Much more productive is the approach firms such as USV, Founders Collective, and Betaworks have taken with their commitment to making NYC more like the Valley rather than trying to compete or outdo the Valley.
We’ve always taken a similar view in building up Seedcamp. When we established Seedcamp, a short 2.5 years ago, we put in place a model that tries to break borders while leveraging the best of technology and cultural developments that overcome the European fragmentation.
Here’s what we have seen work well:
1) Draw out and mix talent – The networked model with pan European events that culminate through some bigger events at central hubs like London, Paris, Berlin is crucial in identifying far flung talent and bringing the best entrepreneurs together 2) Mentorship early – Encouraging (oh and sometimes pushing) close working relationships with mentors very early on has led to building much stronger businesses much earlier on and in some cases major strategy shifts without wasting too much time and money 3) Work often in the US – We actively encourage startups to spend quality time in the US, learning about the startup mindset there and of course to establish the all important customer, partner, and investor relationships. This means frequent, long trips to the US and engendering a feeling in the entrepreneurs to want to do this
The reasons all of this works so much better now than 10 or 20 years ago are several but a few I think really important are 1) Fewer cultural barriers – Startup culture is very similar whether you are in Poznan, London, Helsinki, Barcelona, NYC, Boston, or the Valley.
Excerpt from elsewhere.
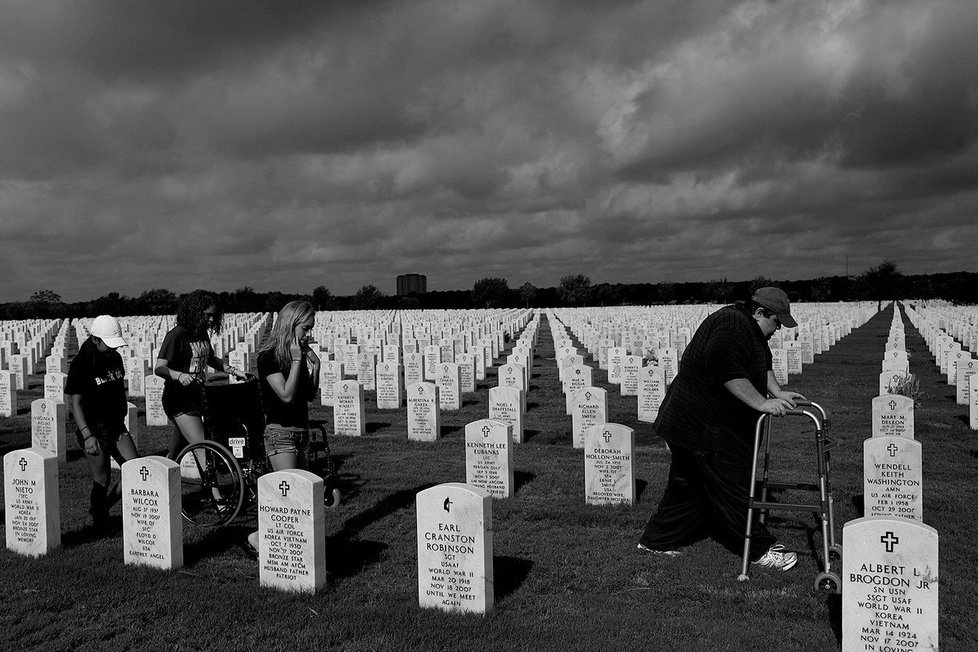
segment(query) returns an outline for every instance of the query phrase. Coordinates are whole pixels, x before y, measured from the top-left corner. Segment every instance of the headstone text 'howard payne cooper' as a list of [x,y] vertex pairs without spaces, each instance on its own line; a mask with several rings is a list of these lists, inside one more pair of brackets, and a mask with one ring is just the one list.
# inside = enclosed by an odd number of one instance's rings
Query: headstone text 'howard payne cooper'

We only have American TV and the likes of Techcrunch, Mashable, ReadWriteWeb to thank for this 2) Technological advances – whether it’s networking, skype, workflow sharing, teleconferencing, etc it’s literally and digitally brought everyone closer 3) Ease of travel – as much as traveling sucks these days, the actual ease, cost, and legal feasibility of travel continues to bring us closer together
So, with all of that, we are definitely seeing a change in the past few years, accelerating in the last 1 year: 1) US Angels, Entrepreneurs, and VCs are paying very close attention to startups that Seedcamp brings to see them in the Valley, NYC, and soon Boston. In the case of ERPLY, they are funding them very quickly as well 2) The US folks are coming over to Europe whether it’s Geeks on a Plane, Seedsummit, LeWeb, etc 3) Given you need to show traction to get VC attention, its easy to show this whether in Europe or the US 4) Much more cross-border flow. US and European investors are working and investing together across borders. Both groups are encouraging their startups to work across borders 5) Zemanta, ERPLY, Skimlinks, Zendesk all raised money from entrepreneurs, angels, and VCs from both sides of the Atlantic. And those are just the startups I know well. Here’s a bit more from Saul on the topic
Final words on a course of action…. Stop complaining and start figuring out how to leverage these massively useful changes and your uniqueness to achieve what you want. Because it is happening with loads of companies that have done just that. They don’t complain they just keep generating progress and momentum.